Chris Matthews apologizes to Bernie Sanders for Nazi analogy: 'I was wrong'


MSNBC host Chris Matthews issued an apology to Sen. Bernie Sanders on his program Monday, two days after comparing the self-described democratic socialist’s surging campaign for the Democratic presidential nomination to Nazi Germany’s conquest of Europe at the start of World War II.

“Before getting into tonight’s news, I want to say something quite important and personal,” Matthews said at the top of his nightly “Hardball” show. “As I watched the one-sided results of Saturday's Democratic caucus in Nevada, I reached for an historical analogy and used a bad one.
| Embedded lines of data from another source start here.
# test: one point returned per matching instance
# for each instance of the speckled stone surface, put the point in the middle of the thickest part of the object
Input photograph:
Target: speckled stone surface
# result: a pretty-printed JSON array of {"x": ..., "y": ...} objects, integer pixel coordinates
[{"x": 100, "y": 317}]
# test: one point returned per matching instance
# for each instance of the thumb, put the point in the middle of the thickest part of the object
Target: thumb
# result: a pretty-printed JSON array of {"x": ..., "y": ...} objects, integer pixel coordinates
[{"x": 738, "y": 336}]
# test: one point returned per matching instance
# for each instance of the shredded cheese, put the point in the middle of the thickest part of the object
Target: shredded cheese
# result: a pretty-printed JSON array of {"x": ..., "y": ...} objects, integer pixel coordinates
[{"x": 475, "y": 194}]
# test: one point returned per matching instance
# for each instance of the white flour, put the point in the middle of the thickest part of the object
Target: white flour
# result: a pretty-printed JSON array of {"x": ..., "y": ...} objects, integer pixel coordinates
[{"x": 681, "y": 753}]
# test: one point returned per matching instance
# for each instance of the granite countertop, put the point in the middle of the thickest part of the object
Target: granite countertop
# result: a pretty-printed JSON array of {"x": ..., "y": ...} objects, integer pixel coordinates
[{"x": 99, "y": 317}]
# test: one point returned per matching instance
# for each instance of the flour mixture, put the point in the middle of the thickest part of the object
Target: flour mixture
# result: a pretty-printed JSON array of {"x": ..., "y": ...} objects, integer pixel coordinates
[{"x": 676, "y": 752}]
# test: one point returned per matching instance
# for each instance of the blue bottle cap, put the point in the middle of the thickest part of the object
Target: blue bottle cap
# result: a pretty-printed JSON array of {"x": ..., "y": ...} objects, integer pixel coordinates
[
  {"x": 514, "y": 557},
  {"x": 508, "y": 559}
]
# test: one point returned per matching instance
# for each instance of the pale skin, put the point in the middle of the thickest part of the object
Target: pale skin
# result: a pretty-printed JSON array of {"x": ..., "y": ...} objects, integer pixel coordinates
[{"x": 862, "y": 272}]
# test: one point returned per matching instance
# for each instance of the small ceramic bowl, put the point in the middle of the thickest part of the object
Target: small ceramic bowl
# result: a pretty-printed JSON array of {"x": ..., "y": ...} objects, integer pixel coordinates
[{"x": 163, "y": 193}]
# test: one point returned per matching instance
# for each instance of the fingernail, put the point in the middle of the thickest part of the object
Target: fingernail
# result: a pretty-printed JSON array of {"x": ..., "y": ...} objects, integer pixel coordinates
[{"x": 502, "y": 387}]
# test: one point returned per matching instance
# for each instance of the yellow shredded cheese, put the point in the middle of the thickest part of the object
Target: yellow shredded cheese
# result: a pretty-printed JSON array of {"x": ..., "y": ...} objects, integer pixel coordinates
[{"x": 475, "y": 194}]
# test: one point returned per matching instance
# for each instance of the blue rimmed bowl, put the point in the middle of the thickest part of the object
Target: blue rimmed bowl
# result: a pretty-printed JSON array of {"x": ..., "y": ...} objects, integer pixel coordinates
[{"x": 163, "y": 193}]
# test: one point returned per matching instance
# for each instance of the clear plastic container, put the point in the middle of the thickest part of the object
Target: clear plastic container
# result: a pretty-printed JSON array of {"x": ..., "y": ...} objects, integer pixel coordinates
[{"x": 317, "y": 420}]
“Senator Sanders, I'm sorry for comparing anything from that tragic era in which so many suffered, especially the Jewish people, to an electoral result in which you were the well-deserved winner,” Matthews said. “This is going to be a hard-fought, heated campaign of ideas. And the days and weeks and months ahead, I'll strive to do a better job myself of elevating the political discussion.”

On Saturday night, Matthews said Sanders’s dominating victory in the Nevada caucuses over more mainstream rivals was comparable to Adolf Hitler’s invasion of France.

“I was reading last night about the fall of France in the summer of 1940,” Matthews said during MSNBC’s live coverage of the caucus returns. “And the general, Reynaud, calls up Churchill and says, ‘It’s over.’ And Churchill says, ‘How can that be? You’ve got the greatest army in Europe. How can it be over?’ He said, ‘It’s over.’”

If elected, Sanders would be America’s first Jewish president, yet Matthews’s remarks were the second time in as many weeks that an MSNBC host compared the campaign of the Democratic candidate, who himself lost relatives in the Holocaust to Nazi Germany, to the Nazis.

Bernie Sanders
Sen. Bernie Sanders takes the stage in El Paso, Texas, on Saturday. (Mike Segar/Reuters)

Earlier this month, “Meet the Press” host Chuck Todd read an article on the air comparing Sanders supporters to brownshirts, or Nazi storm troopers. Todd’s comments earned a condemnation from the Anti-Defamation League.

“As we enter a contentious campaign season, it is incumbent upon leaders & pundits to refrain from using offensive comparisons to the Holocaust,” wrote the organization on Twitter, linking to a story on Todd’s comments. “Doing so only diminishes the memories of the 6M Jews who were killed by Nazis & Nazi sympathizers.”

Supporters of Sanders have been livid at the cable network’s coverage of the primary, singling out other hosts, as well. Nicole Wallace, who served as a White House and campaign staffer for President George W. Bush, was visibly frustrated as the caucus results were coming in, frequently citing the warnings of James Carville, the Democratic strategist who has been urging the party to unite against Sanders because he’d be a general-election disaster.

On Saturday night, Carville mused that Russian President Vladimir Putin was the “happiest person right now” because of the Sanders insurgency.

“I think it’s 1:15 Moscow time,” Carville said. “This thing is going very well for Vladimir Putin, I promise you. He’s probably staying up watching us right now. How ya doin’, Vlad?”

On Sunday, Anand Giridharadas, an MSNBC political analyst, called out both the network and Matthews on air for its coverage of Sanders.

“I think this is a wake-up moment for the American power establishment, for Michael Bloomberg, to those of us in the media, to the Democratic Party,” Giridharadas said. “Many in this establishment as they face the prospect of a Bernie Sanders nomination are like out of touch aristocrats in a dying aristocracy.”

“Why is Chris Matthews on this air talking about the victory of Bernie Sanders — who had kin murdered in the Holocaust — analogizing it to the Nazi conquest of France?” Giridharadas added. “The people who are stuck in an old way of thinking, in 20th-century frameworks, gulag thinking, are missing what's going on.”